Mas, para o procurador-geral do Rio Grande do Sul, Eduardo Cunha da Costa, a decisão do Supremo foi vista como sinal de que Lewandowski deve decidir o mesmo em caso envolvendo o governo Eduardo Leite.
Como a mudança na ordem da vacinação entra em uma nebulosa jurídica, o Palácio Piratini questionou o STF se poderia antecipar a vacinação de professores. Lewandowski também é relator desta ação e ainda não emitiu resposta.
O que diz a ex-diretora do PNI?
Para a epidemiologista Carla Domingues, doutora em Saúde Pública e ex-diretora do PNI por oito anos (2011-2019) no Ministério da Saúde, o governo federal deu autonomia para que Estados e municípios mudem a ordem da vacinação, o que pulveriza um processo que normalmente é conduzido pela União.
— O Ministério da Saúde delegou a possibilidade de decidir como será feito o processo de vacinação a Estados e municípios. Hoje, o PNI apenas define a ordem de distribuição das vacinas, mas não a política de vacinação — diz Carla.
Segundo a epidemiologista, a autonomia confunde a população e impede que o governo acompanhe em nível nacional os impactos da imunização nos grupos prioritários.
Por que o governo Eduardo Leite não muda a ordem da fila?
O entendimento do governo do Estado é de que o Rio Grande do Sul não pode mudar a ordem de vacinação dos grupos prioritários definidos pelo Ministério da Saúde.

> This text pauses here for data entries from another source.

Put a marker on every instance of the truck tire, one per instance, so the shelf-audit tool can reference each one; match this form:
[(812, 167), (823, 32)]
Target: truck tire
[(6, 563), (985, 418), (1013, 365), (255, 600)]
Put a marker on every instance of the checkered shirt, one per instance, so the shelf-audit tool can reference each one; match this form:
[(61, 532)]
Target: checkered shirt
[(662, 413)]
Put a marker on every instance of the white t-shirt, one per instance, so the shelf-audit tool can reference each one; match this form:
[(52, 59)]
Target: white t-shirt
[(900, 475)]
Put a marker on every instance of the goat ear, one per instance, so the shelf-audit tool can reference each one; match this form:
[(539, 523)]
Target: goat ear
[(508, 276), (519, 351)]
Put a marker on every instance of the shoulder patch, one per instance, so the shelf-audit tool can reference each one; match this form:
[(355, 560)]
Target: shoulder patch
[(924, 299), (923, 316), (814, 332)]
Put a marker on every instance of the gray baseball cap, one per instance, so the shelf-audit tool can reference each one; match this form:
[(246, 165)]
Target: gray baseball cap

Antecipar a aplicação em professores é correr risco jurídico.
Quando professores devem ser imunizados?
Segundo a atual coordenadora-geral do PNI, Franciele Fantinato, os profissionais de educação básica e superior devem receber a primeira dose em junho e a segunda até setembro deste ano, desde que seja assegurado o envio de vacinas. A declaração foi dada na última sexta-feira (30), durante audiência pública da Comissão de Educação da Câmara dos Deputados.
Por que Porto Alegre está vacinando trabalhadores da Trensurb?
Porque a prefeitura incluiu os servidores no grupo de agentes da segurança, que envolve policiais, brigadianos e bombeiros. Por sua vez, os agentes da segurança que atuam na linha de frente tiveram a vacinação antecipada pelo Ministério da Saúde.